Does this mean that football is conservative, and baseball is liberal? Boy, wouldn't that tear at George Will.
May '10
Re: Football Season, Back at Last, Back at Last
Except that nothing is certain in this world than the fact that football will always change its rules. Usually to protect the elites, aka the quarterbacks. NFL schedules are produced with "parity" (aka, fairness) in mind. Except that just means that last years scrubs get an easier time of it, through scheduling affirmative action. Post a winning record and next year they will punish you for your success and let the big boys beat you back down into a 6-10 record. Oh, no... football is definitely designed and run by liberals.
Mar '11
Re: Football Season, Back at Last, Back at Last
EJHill
Except that nothing is certain in this world than the fact that football will always change its rules. Usually to protect the elites, aka the quarterbacks.

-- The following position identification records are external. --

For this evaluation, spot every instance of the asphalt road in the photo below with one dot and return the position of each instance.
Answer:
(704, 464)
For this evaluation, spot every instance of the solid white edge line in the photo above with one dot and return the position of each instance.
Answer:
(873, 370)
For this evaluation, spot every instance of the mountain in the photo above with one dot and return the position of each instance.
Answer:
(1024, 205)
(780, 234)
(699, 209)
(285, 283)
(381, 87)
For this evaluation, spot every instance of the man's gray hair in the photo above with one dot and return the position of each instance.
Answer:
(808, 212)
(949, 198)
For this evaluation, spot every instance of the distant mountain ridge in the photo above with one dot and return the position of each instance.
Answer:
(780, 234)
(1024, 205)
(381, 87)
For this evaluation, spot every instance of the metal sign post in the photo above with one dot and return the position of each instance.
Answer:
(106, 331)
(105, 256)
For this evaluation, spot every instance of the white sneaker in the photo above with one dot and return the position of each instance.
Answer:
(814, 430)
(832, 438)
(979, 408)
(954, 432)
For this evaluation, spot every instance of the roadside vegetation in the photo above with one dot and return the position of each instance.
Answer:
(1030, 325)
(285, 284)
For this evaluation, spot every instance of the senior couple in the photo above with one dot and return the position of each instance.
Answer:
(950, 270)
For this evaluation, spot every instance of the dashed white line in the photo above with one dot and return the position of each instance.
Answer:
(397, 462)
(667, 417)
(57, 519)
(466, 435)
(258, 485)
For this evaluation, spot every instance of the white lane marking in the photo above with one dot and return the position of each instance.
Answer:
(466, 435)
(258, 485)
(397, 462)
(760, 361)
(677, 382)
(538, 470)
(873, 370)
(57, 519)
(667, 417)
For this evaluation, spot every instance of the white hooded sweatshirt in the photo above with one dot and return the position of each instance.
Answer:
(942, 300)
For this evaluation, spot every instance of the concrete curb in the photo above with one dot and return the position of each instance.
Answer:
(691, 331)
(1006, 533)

Um, designated hitter, anyone? And baseball has changed plenty of rules over the years in the name of safety and fairness. It used to be legal, after all, to cover the ball in whatever you wanted. But you DO have a point that in football there's a too-constant attempt to fine tune things.
May '11
Re: Football Season, Back at Last, Back at Last
Yeah, being in Afghanistan makes it much easier to miss the painful events on your Saturday afternoons.
I need a new team to root for, Notre Dame has been breaking my heart for too many seasons and I don't think I can take it anymore.
Notre Dame, '85
Apr '11
Re: Football Season, Back at Last, Back at Last
My votes for best football writing: Friday Night Lights (Buzz Bissinger) and The Blind Side (Michael Lewis). These two books, and the Green Bay Packers, are responsible for my conversion from baseball to football.
I cannot wait for this Thursday night. And not because of Barack Obama.
Apr '11
Re: Football Season, Back at Last, Back at Last
Joe Posnanski, anyone? I think he's a brilliant writer, although I dispute his view that sports matter as much to women as to men.
Jun '10
Re: Football Season, Back at Last, Back at Last
Sports matter as much to women as men ??? On what planet does this Posnanski live?